Question

Five equal point charges, each +q, are placed at five of the six vertices of a regular hexagon of side length a. What is the magnitude of the electric field at the center of the hexagon?

• A. kq/a\(^2\)
• B. 2kq/a\(^2\)
• C. 0
• D. kq/2a\(^2\)

Hint:

For symmetric arrangements of charges, if one charge is missing, the net field at the center is equal in magnitude and opposite in direction to the field that would have been produced by that missing charge alone. This shortcut significantly simplifies calculations.

Answer 1

The Correct Option is A

Step 1: Understanding the Question:
The question asks to calculate the magnitude of the electric field at the center of a regular hexagon where five out of six vertices have identical point charges.

Step 2: Key Formula or Approach:
1. Electric field due to a point charge: The magnitude of the electric field ($E$) due to a point charge $q$ at a distance $r$ is $E = k \frac{|q|}{r^2}$, where $k = \frac{1}{4\pi\epsilon_0}$.
2. Superposition Principle: The net electric field at a point due to multiple charges is the vector sum of the electric fields due to individual charges.
3. Symmetry for a Hexagon: For a regular hexagon, the distance from the center to any vertex is equal to the side length $a$. If identical charges were placed at all six vertices, the electric field at the center would be zero due to perfect symmetry.

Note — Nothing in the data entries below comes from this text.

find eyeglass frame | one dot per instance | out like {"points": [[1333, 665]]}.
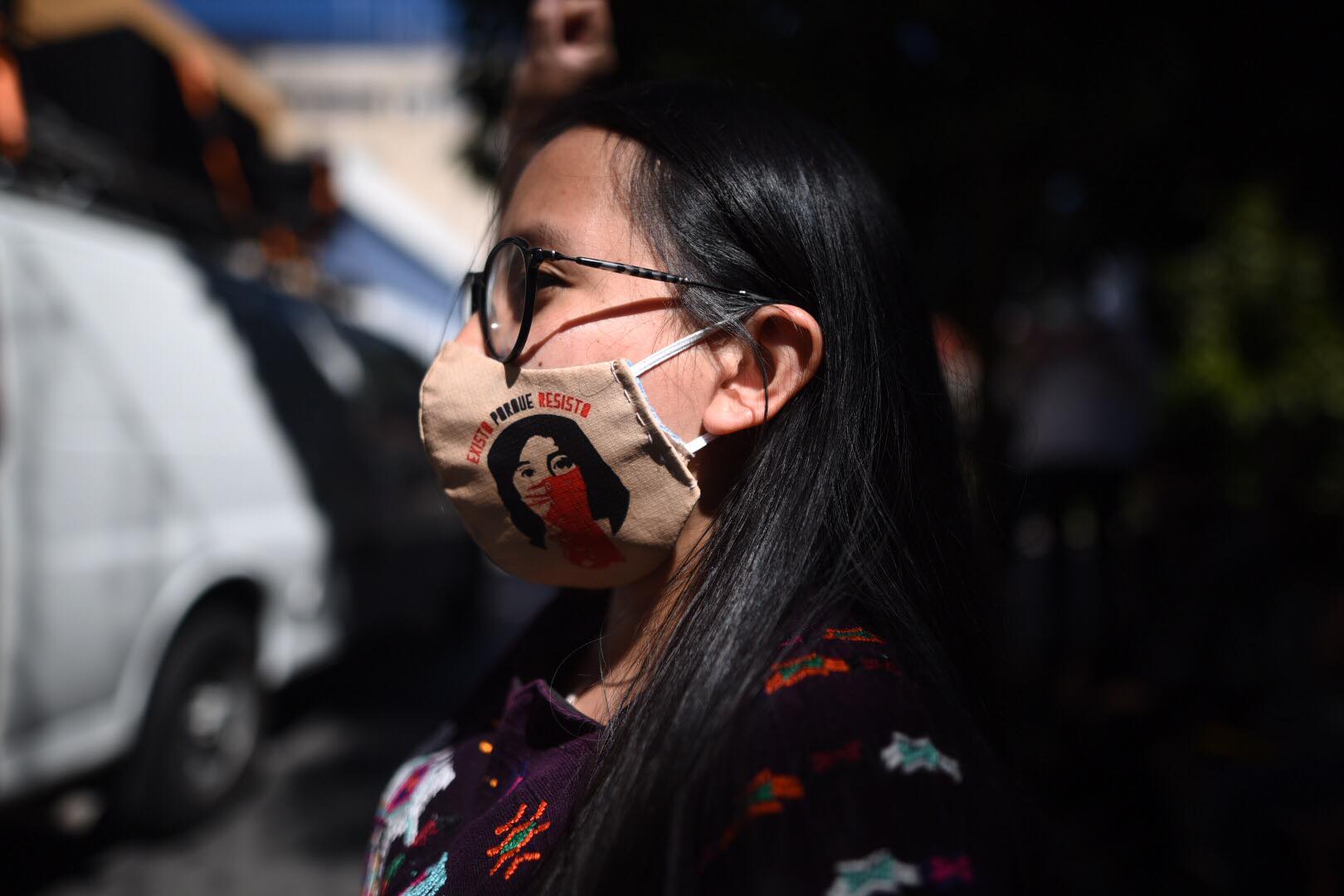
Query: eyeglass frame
{"points": [[533, 256]]}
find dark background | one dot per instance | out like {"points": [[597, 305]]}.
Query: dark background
{"points": [[1127, 223], [1129, 217]]}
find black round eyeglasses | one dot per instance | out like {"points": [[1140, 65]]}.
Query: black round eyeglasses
{"points": [[505, 290]]}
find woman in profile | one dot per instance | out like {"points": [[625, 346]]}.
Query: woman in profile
{"points": [[795, 699]]}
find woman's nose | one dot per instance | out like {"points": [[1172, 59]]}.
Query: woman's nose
{"points": [[470, 334]]}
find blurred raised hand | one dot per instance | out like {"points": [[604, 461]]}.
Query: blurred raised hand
{"points": [[570, 43]]}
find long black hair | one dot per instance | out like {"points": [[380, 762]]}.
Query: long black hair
{"points": [[608, 496], [732, 186]]}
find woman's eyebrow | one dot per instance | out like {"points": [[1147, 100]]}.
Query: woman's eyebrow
{"points": [[544, 236]]}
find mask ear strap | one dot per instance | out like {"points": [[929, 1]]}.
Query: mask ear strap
{"points": [[665, 353], [670, 351], [699, 442]]}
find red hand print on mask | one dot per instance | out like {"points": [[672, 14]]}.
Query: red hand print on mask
{"points": [[565, 499]]}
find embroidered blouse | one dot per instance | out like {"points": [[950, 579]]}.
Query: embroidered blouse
{"points": [[859, 785]]}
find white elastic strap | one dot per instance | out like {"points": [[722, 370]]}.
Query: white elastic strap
{"points": [[699, 442], [671, 351]]}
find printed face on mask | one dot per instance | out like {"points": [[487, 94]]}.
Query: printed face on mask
{"points": [[559, 465], [572, 464]]}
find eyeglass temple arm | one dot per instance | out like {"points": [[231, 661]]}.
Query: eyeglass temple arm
{"points": [[657, 275]]}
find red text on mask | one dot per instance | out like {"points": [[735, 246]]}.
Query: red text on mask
{"points": [[474, 451], [562, 402]]}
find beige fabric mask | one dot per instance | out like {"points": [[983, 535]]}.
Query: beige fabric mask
{"points": [[562, 476]]}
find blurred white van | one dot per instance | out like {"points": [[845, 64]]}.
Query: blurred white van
{"points": [[162, 562]]}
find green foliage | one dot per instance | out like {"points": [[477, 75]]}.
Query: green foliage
{"points": [[1255, 383], [1259, 338]]}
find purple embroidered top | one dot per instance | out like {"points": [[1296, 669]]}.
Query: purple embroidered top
{"points": [[859, 785]]}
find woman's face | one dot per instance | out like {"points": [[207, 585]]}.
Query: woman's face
{"points": [[567, 199]]}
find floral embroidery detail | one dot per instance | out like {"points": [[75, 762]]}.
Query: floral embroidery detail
{"points": [[516, 835], [873, 664], [767, 789], [913, 754], [850, 752], [791, 672], [410, 790], [945, 871], [431, 880], [763, 793], [878, 872], [856, 633], [426, 832], [405, 798], [392, 871]]}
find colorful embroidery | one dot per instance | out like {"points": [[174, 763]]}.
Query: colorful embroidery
{"points": [[913, 754], [856, 633], [431, 881], [878, 872], [765, 793], [392, 869], [873, 664], [945, 871], [516, 835], [791, 672], [405, 798], [767, 789], [426, 832], [850, 752], [410, 790]]}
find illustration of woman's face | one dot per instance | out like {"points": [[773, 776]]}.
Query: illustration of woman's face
{"points": [[539, 460]]}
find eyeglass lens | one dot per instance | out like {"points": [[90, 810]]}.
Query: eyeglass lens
{"points": [[505, 295]]}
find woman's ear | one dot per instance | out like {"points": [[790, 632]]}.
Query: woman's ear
{"points": [[791, 343]]}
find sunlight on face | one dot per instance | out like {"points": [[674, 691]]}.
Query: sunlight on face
{"points": [[569, 199]]}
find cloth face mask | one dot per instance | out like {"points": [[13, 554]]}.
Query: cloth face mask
{"points": [[563, 476]]}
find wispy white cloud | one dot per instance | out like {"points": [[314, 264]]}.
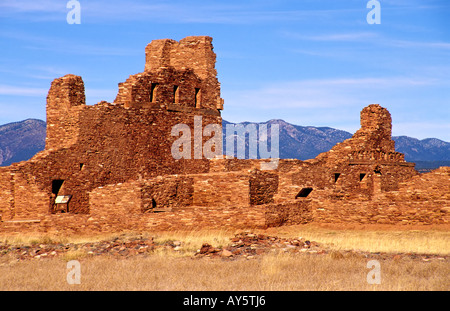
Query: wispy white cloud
{"points": [[22, 90]]}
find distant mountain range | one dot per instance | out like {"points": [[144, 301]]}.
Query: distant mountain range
{"points": [[19, 141]]}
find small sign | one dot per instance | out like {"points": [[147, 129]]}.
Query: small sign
{"points": [[63, 199]]}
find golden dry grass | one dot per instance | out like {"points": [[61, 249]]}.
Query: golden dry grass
{"points": [[166, 269], [273, 272]]}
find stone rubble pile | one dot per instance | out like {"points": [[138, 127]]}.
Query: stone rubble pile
{"points": [[244, 245], [250, 245]]}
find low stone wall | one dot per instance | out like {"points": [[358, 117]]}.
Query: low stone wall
{"points": [[289, 213]]}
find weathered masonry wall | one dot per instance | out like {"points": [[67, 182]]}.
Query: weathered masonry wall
{"points": [[115, 161]]}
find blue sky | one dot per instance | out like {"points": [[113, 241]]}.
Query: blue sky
{"points": [[308, 62]]}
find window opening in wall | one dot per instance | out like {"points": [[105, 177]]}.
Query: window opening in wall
{"points": [[56, 185], [153, 92], [377, 170], [336, 176], [176, 94], [304, 193], [197, 97]]}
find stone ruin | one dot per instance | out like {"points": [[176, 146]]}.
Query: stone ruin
{"points": [[108, 167]]}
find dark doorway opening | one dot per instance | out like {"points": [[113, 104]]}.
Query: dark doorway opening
{"points": [[56, 185], [304, 193], [153, 92], [336, 176]]}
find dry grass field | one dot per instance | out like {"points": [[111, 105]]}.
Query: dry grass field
{"points": [[342, 267]]}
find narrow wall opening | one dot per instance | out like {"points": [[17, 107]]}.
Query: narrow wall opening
{"points": [[176, 94], [197, 97], [304, 193]]}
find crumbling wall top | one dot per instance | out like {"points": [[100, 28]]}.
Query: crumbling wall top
{"points": [[194, 52]]}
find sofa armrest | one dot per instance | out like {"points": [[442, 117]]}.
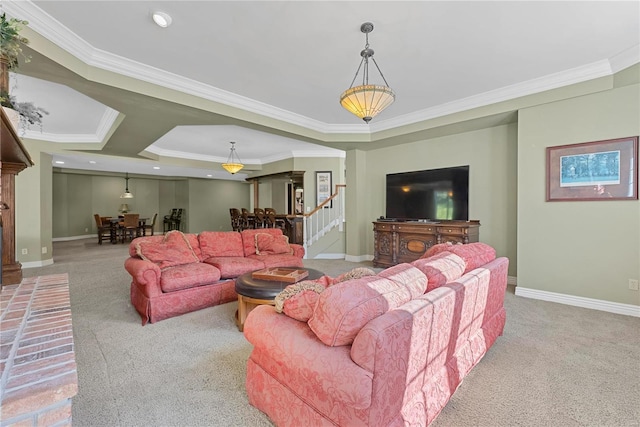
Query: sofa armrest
{"points": [[298, 250], [292, 354], [146, 274]]}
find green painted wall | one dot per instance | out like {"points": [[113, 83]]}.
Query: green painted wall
{"points": [[587, 249], [210, 201]]}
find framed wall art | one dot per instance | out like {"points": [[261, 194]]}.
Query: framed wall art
{"points": [[323, 188], [599, 170]]}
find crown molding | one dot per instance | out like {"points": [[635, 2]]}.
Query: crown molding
{"points": [[54, 31], [625, 59], [104, 126], [270, 159]]}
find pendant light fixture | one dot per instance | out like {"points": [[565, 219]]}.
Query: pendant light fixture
{"points": [[367, 100], [126, 194], [233, 164]]}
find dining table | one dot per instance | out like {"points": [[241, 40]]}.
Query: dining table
{"points": [[116, 223]]}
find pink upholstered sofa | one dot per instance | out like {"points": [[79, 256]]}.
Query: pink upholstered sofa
{"points": [[383, 350], [182, 272]]}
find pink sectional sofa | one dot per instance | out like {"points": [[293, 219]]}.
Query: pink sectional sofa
{"points": [[180, 272], [383, 350]]}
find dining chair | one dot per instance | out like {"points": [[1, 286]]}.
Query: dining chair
{"points": [[104, 230], [260, 218], [150, 226], [247, 219], [177, 220], [236, 219], [168, 220], [130, 226]]}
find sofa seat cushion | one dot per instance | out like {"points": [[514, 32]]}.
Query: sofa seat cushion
{"points": [[232, 267], [473, 254], [173, 249], [441, 268], [268, 244], [221, 244], [343, 309], [282, 260], [188, 276]]}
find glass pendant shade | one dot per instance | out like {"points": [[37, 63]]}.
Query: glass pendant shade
{"points": [[233, 164], [367, 100]]}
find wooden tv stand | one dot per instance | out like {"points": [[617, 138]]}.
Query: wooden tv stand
{"points": [[397, 242]]}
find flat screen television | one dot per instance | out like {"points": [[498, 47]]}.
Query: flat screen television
{"points": [[434, 194]]}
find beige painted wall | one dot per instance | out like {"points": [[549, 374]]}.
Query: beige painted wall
{"points": [[492, 157], [587, 249]]}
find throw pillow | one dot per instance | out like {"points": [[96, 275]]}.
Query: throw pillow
{"points": [[268, 244], [174, 249], [441, 269], [299, 299]]}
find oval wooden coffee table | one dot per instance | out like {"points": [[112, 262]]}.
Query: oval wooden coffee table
{"points": [[254, 292]]}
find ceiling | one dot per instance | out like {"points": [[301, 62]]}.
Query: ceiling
{"points": [[130, 96]]}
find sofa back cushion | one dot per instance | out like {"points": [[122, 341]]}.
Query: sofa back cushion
{"points": [[172, 249], [268, 244], [441, 268], [343, 309], [473, 254], [249, 238], [220, 244]]}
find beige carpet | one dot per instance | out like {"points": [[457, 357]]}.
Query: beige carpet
{"points": [[555, 365]]}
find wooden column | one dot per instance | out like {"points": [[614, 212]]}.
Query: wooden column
{"points": [[11, 268], [13, 159]]}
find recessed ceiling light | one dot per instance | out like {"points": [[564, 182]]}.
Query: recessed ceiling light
{"points": [[161, 18]]}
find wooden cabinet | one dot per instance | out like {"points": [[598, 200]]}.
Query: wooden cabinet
{"points": [[398, 242]]}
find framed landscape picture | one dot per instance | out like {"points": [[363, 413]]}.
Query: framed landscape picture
{"points": [[599, 170], [323, 188]]}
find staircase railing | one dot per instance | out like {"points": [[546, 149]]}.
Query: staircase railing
{"points": [[325, 217]]}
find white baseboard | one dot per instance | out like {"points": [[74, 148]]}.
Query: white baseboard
{"points": [[329, 256], [67, 239], [35, 264], [361, 258], [595, 304]]}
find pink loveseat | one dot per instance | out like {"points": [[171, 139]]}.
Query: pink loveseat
{"points": [[180, 272], [384, 350]]}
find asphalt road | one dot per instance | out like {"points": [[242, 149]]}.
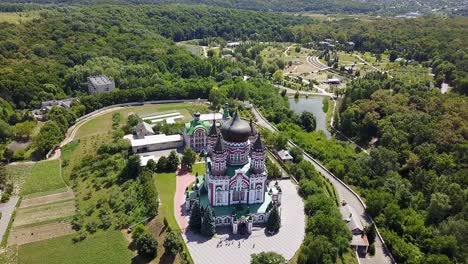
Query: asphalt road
{"points": [[344, 193]]}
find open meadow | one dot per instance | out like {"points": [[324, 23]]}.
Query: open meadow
{"points": [[102, 247], [90, 135], [45, 177]]}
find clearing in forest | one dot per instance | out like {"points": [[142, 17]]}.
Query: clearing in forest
{"points": [[43, 217], [45, 178]]}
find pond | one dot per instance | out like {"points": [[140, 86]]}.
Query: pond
{"points": [[313, 104]]}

Step 3: Detailed Explanation:
Let the vertices of the regular hexagon be $V_1, V_2, V_3, V_4, V_5, V_6$.
Let the charge at each vertex be $+q$.
The distance from the center $O$ to any vertex $V_i$ is $a$.
The magnitude of the electric field at the center due to a single charge $+q$ at any vertex is $E_0 = k \frac{q}{a^2}$.
The direction of this field is radially outward from the charge.
Hypothetical Scenario (all 6 charges present):
If all six vertices ($V_1$ to $V_6$) had a charge of $+q$, then by symmetry, the net electric field at the center of the hexagon would be zero:
\[ \vec{E}_{total, 6q} = \vec{E}_{V1} + \vec{E}_{V2} + \vec{E}_{V3} + \vec{E}_{V4} + \vec{E}_{V5} + \vec{E}_{V6} = \vec{0} \]
Actual Scenario (5 charges present):
In the given problem, five charges are present, and one vertex (let's assume $V_6$) is empty. The electric field due to the five charges ($\vec{E}_{5q}$) is:
\[ \vec{E}_{5q} = \vec{E}_{V1} + \vec{E}_{V2} + \vec{E}_{V3} + \vec{E}_{V4} + \vec{E}_{V5} \]
From the hypothetical scenario, we can write:
\[ \vec{E}_{5q} = \vec{0} - \vec{E}_{V6} \]
This means that the electric field due to the five charges is equal in magnitude and opposite in direction to the electric field that would have been produced by a single charge at the empty vertex ($V_6$).
The electric field vector $\vec{E}_{V6}$ would point radially outwards from $V_6$ (i.e., from the center $O$ towards $V_6$). Its magnitude is $E_0 = k \frac{q}{a^2}$.
Therefore, the net electric field due to the five charges, $\vec{E}_{5q}$, will have a magnitude of $k \frac{q}{a^2}$ and will be directed from $V_6$ towards the center $O$.

Step 4: Final Answer:
The magnitude of the electric field at the center of the hexagon is kq/a\(^2\).